Put it this way. The Democrats need to lose at least 30 House seats or so next November to stave off a reverse century-long itch pattern—that is, one showing first-midterm losses to be (at least slightly) more ample than second-midterm losses.

What is going on here? Why the itch gap between Senate and House? One good bet for clues is the Senate’s pattern of staggered six-year terms. For any selection of midterms, peer back at the political context six years earlier. Any class of senators up for reelection this time won their seats back then. In this kind of lookback, party logics play out differently for the two brands of midterms under the microscope here. Take for openers the first midterms of the new presidents or parties. In all such cases here (except Truman), the classes of senators up for reelection this time had won their seats last time when presidents of the opposite party were winning the White House. But this time, any presidential coattails that thus favored that opposite party are gone. Bingo, an exposure problem for any old coattail enjoyers. Now, Senate candidates of the newly incumbent presidential party have a decent chance to fare well. The result: on average, on the Senate side, a calm first midterm for a new party in the White House.

On the other hand, a party’s Senate candidates running for election in the sixth year of a White House governing span lose the presidential coattails they enjoyed six years earlier. The result: carnage in the second midterm. In 2014, a good many Democratic senators elected in the lush context of 2008 are understandably jittery.

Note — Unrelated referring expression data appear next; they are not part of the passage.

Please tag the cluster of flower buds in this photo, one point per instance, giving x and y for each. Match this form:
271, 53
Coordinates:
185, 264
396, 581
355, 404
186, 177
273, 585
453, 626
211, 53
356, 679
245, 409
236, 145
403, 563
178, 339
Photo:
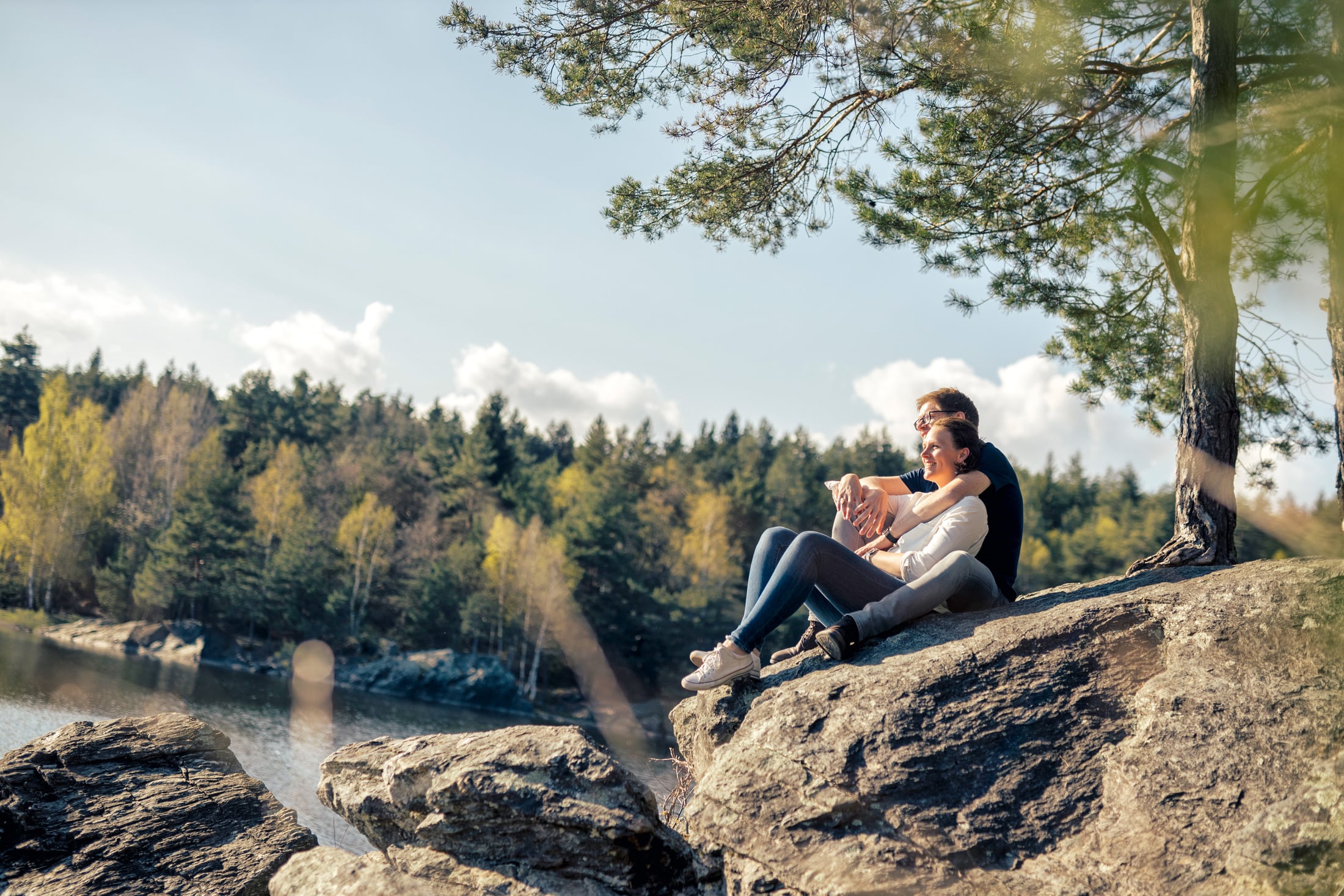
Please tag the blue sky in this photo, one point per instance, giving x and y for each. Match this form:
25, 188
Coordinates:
337, 186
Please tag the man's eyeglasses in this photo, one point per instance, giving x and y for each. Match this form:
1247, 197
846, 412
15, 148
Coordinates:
929, 418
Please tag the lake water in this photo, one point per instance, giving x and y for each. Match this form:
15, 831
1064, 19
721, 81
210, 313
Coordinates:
45, 687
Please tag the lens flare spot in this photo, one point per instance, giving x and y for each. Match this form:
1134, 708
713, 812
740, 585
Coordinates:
313, 661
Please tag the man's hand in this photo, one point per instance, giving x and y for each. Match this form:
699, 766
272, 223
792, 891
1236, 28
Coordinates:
849, 495
930, 504
871, 512
879, 543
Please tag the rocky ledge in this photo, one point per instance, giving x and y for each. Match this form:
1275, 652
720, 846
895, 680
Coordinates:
139, 806
515, 812
1172, 732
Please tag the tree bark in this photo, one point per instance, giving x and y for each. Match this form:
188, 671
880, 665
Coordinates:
1335, 237
1210, 420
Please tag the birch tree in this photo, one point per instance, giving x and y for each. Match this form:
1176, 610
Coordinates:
366, 539
56, 487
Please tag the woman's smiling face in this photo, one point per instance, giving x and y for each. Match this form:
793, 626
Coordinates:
941, 456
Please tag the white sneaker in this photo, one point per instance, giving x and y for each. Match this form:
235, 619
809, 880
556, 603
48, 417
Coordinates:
698, 657
721, 667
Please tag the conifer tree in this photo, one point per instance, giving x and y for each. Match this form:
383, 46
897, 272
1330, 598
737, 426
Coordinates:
197, 566
21, 386
1083, 155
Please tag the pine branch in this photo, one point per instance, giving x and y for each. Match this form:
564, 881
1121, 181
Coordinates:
1145, 217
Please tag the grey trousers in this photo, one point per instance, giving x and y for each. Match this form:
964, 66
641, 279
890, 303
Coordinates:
959, 580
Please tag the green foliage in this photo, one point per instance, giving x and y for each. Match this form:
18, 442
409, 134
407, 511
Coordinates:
1046, 153
197, 564
21, 385
481, 535
1081, 528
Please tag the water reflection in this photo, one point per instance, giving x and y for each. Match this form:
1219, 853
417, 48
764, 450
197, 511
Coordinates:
279, 737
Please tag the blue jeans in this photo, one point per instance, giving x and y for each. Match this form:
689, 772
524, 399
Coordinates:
789, 570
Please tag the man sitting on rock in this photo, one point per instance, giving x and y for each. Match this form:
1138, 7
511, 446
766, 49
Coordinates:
862, 512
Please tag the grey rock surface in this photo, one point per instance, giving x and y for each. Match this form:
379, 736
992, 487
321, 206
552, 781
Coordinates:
130, 806
1174, 732
189, 643
439, 676
519, 810
335, 872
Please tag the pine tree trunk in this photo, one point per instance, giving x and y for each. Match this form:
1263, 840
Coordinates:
536, 660
1210, 420
1335, 242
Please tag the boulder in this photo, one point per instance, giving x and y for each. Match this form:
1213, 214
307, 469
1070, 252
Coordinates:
335, 872
128, 806
1172, 732
439, 676
519, 810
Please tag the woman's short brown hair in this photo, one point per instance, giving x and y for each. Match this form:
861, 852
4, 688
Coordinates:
964, 435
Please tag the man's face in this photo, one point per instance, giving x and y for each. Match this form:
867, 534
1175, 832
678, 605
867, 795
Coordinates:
929, 412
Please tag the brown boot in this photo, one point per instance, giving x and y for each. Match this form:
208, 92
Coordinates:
807, 643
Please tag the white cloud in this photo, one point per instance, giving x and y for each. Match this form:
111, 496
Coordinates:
1027, 412
557, 395
69, 316
308, 341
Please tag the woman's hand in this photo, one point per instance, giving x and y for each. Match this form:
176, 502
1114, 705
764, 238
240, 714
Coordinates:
849, 495
871, 512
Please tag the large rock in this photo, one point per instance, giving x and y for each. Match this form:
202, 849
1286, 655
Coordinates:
155, 805
335, 872
1174, 732
519, 810
440, 676
189, 643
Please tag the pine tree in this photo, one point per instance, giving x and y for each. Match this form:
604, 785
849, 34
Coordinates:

Other things were going on in all these cases, and of course any average does accommodate cases that bounce around. But the general argument is intuitive as well as familiar.

On the House side, the calculus is different. No such props for a special six-year itch. This reasoning about the itch gap is at least plausible speculation. Bernard Grofman and Robert Erikson have pursued logics like this that dwell on resonances from previous elections.

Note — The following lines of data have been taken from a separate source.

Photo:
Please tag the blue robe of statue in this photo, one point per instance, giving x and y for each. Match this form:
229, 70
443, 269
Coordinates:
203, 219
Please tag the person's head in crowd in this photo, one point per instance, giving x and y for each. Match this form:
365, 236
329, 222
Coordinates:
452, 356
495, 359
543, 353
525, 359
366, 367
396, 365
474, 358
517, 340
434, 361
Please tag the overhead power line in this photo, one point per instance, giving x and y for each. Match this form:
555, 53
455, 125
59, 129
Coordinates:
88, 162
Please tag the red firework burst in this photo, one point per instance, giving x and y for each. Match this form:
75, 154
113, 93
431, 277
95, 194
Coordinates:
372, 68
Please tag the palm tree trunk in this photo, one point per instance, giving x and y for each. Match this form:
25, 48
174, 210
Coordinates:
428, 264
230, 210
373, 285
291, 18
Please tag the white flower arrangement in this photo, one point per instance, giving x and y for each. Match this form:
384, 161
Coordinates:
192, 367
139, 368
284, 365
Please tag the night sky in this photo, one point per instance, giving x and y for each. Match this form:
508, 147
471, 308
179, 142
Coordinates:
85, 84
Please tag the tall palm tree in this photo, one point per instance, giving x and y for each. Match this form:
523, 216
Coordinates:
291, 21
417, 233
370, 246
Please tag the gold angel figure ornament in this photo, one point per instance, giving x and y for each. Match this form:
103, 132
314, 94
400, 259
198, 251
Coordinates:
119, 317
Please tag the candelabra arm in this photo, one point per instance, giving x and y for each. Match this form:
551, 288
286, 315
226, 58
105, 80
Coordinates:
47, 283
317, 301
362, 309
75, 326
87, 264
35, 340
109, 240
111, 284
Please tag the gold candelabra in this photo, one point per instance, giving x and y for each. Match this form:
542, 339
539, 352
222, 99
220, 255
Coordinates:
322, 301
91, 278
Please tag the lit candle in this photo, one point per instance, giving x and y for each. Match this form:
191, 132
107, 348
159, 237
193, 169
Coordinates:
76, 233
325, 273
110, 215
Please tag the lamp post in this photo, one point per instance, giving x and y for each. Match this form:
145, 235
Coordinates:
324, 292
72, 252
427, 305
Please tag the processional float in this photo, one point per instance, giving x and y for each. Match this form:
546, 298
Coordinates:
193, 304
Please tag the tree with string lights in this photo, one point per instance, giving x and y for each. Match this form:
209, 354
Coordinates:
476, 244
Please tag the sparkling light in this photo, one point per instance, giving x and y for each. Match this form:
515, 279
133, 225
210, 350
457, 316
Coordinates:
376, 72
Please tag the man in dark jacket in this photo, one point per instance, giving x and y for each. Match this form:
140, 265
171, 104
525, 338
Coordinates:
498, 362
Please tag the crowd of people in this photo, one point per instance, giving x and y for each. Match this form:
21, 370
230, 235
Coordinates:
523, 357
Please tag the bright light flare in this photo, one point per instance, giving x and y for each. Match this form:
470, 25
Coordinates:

All the above analysis, let it be said, sidesteps the question of whether presidents or parties end up worse off in total seat holdings just after a second midterm, as opposed to a just after a first midterm. The answer is: yes, on average they do—in both House and Senate. Here are the figures for the nine same-party spans (leaving out Truman) through 2008. On average, the parties have enjoyed five fewer Senate seats, and 22 fewer House seats, in their fourth Congresses just after a second midterm, as opposed to their second Congresses just after a first midterm. That is about 5% of the total membership of each body. Seats lost in a first midterm are hard to win back. And then comes a second midterm. It is a picture of attrition. Presidents don’t have an easy time of it in their fourth Congresses. But the incidence of “itch” is a separate question.

David Mayhew is Sterling Professor of Political Science and a Resident Faculty Fellow at ISPS.